Data Pre-processing tasks using python

Data reduction using variance threshold, univariate feature selection, recursive feature elimination, PCA, correlation

4 min readOct 28, 2021

Data Set Description

In this practical performed by me I have chosen the iris dataset. The Iris flower data set or Fisher’s Iris data set is a multivariate data set introduced by the British statistician and biologist Ronald Fisher in his 1936 paper The use of multiple measurements in taxonomic problems as an example of linear discriminant analysis. The Iris Dataset contains four features (length and width of sepals and petals) of 50 samples of three species of Iris (Iris setosa, Iris virginica and Iris versicolor). Four features were measured from each sample: the length and the width of the sepals and petals, in centimeters. Based on the combination of these four features, Fisher developed a linear discriminant model to distinguish the species from each other.

Task to be performed

In this practical implementation various data preprocessing tasks such as Data reduction using variance threshold, univariate feature selection, recursive feature elimination, PCA, correlation are performed.

Adding Noise to Dataset

The data have four features. To test the effectiveness of different feature selection methods, we add some noise features to the data set. Now dataset feature have increased and before applying feature selection the dataset is divided into training and testing set.

Why feature selection is important?

The objective of feature selection in ML is to identify the best set of features that enable one to build useful and constructive models of the subject one is trying to study.

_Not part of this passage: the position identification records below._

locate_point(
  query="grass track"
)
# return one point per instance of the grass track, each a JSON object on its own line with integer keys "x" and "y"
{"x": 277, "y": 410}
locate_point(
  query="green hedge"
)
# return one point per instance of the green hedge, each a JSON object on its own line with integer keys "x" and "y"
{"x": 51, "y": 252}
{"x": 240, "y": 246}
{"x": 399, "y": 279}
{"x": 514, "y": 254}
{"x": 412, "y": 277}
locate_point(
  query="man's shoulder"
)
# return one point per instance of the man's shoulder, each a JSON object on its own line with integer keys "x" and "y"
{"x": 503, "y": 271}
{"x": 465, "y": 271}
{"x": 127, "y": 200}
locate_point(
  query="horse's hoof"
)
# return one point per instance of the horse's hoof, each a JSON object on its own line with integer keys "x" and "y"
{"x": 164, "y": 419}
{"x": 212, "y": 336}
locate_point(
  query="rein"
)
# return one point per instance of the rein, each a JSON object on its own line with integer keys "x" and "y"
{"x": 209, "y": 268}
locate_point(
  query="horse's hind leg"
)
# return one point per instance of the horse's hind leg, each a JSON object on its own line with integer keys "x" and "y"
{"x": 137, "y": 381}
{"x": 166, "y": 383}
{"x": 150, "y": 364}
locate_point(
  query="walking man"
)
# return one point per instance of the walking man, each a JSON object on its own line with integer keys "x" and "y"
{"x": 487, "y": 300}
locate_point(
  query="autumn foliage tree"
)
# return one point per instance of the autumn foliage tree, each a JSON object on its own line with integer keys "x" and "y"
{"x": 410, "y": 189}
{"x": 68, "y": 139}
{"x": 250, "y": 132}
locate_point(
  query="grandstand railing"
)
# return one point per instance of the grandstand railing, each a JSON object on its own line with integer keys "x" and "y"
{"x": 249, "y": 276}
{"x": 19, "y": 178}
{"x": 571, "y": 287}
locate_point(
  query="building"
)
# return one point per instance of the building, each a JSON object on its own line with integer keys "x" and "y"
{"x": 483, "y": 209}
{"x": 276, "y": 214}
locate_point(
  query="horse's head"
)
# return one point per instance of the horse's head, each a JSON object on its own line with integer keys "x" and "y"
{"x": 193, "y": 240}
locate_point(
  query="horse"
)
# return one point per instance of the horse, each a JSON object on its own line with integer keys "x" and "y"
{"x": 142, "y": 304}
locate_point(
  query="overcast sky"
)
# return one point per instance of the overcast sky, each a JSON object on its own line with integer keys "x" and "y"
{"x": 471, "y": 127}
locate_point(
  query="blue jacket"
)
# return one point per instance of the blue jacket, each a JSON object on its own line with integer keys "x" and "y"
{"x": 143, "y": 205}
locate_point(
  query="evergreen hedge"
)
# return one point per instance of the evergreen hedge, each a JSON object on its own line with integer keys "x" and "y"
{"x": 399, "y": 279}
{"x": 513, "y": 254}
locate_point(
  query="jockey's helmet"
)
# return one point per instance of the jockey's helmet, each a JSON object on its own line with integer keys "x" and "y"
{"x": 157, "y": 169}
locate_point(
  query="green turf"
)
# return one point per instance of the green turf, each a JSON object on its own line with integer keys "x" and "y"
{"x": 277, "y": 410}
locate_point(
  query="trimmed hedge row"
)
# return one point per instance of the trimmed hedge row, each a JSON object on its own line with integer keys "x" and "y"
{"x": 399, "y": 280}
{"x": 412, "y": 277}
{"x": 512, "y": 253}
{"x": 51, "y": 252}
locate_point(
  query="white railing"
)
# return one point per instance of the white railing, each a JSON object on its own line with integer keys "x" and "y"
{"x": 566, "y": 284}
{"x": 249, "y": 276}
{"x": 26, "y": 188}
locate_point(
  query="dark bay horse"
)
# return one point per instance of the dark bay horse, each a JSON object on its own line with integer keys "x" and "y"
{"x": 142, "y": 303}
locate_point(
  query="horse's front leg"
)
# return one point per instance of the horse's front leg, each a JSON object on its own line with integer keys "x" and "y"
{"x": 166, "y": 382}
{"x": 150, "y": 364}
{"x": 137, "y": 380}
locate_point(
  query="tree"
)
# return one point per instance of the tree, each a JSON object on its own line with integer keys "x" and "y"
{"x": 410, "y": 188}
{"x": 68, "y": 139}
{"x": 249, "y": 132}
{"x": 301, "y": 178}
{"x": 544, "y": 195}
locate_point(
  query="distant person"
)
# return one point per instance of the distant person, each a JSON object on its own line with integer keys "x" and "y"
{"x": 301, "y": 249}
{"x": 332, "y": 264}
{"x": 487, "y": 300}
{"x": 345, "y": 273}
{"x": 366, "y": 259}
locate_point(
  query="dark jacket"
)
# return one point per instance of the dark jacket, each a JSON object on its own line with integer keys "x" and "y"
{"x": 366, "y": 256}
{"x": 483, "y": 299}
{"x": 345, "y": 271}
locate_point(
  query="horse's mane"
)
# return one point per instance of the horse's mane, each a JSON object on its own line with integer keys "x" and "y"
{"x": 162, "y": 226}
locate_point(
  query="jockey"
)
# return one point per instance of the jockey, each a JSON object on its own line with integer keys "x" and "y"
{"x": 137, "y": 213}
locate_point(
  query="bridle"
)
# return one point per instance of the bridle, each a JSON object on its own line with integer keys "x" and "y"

Advantages of feature selection are:

It enables the machine learning algorithm to train faster.
It reduces the complexity of a model and makes it easier to interpret.
It improves the accuracy of a model if the right subset is chosen.
It reduces overfitting.

Disadvantages of feature selection are:

Although the results are promising, exact approaches are only able to handle a few hundred or thousand variables at most (so, they are not applicable on high dimensional data).
Another shortcoming of the vast majority of the feature selection methods is that they arbitrarily seek to identify only one solution to the problem.

Variance Threshold

Variance Threshold is a simple baseline approach to feature selection. It removes all features whose variance doesn’t meet some threshold. By default, it removes all zero-variance features. Our dataset has no zero variance feature so our data isn’t affected here.

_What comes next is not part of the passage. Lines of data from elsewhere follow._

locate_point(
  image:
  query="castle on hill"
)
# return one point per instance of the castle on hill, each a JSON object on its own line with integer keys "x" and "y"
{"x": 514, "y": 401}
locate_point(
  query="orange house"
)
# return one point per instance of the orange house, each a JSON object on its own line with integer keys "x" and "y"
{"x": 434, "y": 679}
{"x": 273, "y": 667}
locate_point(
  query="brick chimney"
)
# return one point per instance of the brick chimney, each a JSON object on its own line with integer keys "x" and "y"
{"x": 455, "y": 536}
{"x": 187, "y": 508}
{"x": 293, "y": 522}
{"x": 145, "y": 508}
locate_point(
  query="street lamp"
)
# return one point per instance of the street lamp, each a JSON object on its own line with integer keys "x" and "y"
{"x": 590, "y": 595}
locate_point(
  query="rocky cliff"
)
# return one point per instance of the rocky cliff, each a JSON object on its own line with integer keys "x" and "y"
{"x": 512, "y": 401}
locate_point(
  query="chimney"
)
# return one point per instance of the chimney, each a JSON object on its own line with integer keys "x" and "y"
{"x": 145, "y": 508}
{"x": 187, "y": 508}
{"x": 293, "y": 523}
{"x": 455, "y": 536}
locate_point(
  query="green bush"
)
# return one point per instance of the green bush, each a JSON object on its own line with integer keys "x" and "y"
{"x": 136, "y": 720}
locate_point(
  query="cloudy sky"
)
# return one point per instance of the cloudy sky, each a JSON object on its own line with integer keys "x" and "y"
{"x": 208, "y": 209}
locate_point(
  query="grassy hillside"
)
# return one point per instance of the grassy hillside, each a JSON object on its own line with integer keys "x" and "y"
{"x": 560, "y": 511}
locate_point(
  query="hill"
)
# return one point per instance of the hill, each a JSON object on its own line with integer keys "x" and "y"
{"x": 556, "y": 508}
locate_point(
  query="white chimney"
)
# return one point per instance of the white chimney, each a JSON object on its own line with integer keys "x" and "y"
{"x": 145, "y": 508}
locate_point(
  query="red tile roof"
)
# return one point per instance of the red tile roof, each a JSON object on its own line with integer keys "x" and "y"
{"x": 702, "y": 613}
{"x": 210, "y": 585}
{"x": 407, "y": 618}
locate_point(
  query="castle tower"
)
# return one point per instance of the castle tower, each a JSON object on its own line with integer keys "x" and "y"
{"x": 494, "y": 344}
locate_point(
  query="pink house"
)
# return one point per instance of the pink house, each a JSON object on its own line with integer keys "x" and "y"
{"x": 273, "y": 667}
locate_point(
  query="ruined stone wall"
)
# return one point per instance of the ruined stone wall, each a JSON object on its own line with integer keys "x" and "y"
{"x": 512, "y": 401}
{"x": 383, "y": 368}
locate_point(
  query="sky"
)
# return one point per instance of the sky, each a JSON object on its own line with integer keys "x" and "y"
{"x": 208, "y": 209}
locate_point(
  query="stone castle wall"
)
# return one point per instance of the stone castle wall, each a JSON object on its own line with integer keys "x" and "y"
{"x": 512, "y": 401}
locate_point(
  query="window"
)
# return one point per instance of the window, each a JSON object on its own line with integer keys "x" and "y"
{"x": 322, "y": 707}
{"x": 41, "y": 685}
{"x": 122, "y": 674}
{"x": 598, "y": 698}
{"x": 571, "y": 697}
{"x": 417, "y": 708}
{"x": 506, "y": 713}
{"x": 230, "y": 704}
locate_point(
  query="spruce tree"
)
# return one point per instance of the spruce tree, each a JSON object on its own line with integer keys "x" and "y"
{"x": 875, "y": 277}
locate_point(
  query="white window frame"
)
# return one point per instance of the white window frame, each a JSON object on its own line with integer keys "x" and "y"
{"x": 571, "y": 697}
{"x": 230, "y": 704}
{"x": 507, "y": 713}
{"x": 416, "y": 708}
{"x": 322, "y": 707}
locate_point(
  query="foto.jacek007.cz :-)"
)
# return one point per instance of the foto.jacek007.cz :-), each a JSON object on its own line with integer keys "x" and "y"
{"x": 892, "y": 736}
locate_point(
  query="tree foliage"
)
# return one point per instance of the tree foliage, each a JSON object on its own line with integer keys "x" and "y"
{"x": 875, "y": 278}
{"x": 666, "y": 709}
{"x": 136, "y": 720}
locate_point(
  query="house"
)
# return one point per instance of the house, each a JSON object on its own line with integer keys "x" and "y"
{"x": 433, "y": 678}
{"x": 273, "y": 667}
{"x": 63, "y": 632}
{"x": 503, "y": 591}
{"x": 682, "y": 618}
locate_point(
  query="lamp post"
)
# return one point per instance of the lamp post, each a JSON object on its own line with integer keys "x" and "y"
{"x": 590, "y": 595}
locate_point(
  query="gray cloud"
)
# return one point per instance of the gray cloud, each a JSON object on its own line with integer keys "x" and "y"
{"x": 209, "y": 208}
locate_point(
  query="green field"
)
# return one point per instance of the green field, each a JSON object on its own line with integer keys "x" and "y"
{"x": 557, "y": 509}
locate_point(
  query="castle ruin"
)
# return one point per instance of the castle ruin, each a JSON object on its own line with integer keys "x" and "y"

Univariate Feature Selection

Univariate feature selection works by selecting the best features based on univariate statistical tests. It can be seen as a preprocessing step to an estimator. Scikit-learn exposes feature selection routines as objects that implement the transform method:

SelectKBest removes all but the k highest scoring features.

Recursive Feature Elimination

Recursive Feature Elimination, or RFE for short, is a popular feature selection algorithm. RFE is popular because it is easy to configure and use and because it is effective at selecting those features (columns) in a training dataset that are more or most relevant in predicting the target variable. There are two important configuration options when using RFE: the choice in the number of features to select and the choice of the algorithm used to help choose features. Both of these hyperparameters can be explored, although the performance of the method is not strongly dependent on these hyperparameters being configured well.

Principal Component Analysis

Principal component analysis (PCA) is the process of computing the principal components and using them to perform a change of basis on the data, sometimes using only the first few principal components and ignoring the rest. PCA is used in exploratory data analysis and for making predictive models. It is commonly used for dimensionality reduction by projecting each data point onto only the first few principal components to obtain lower-dimensional data while preserving as much of the data’s variation as possible.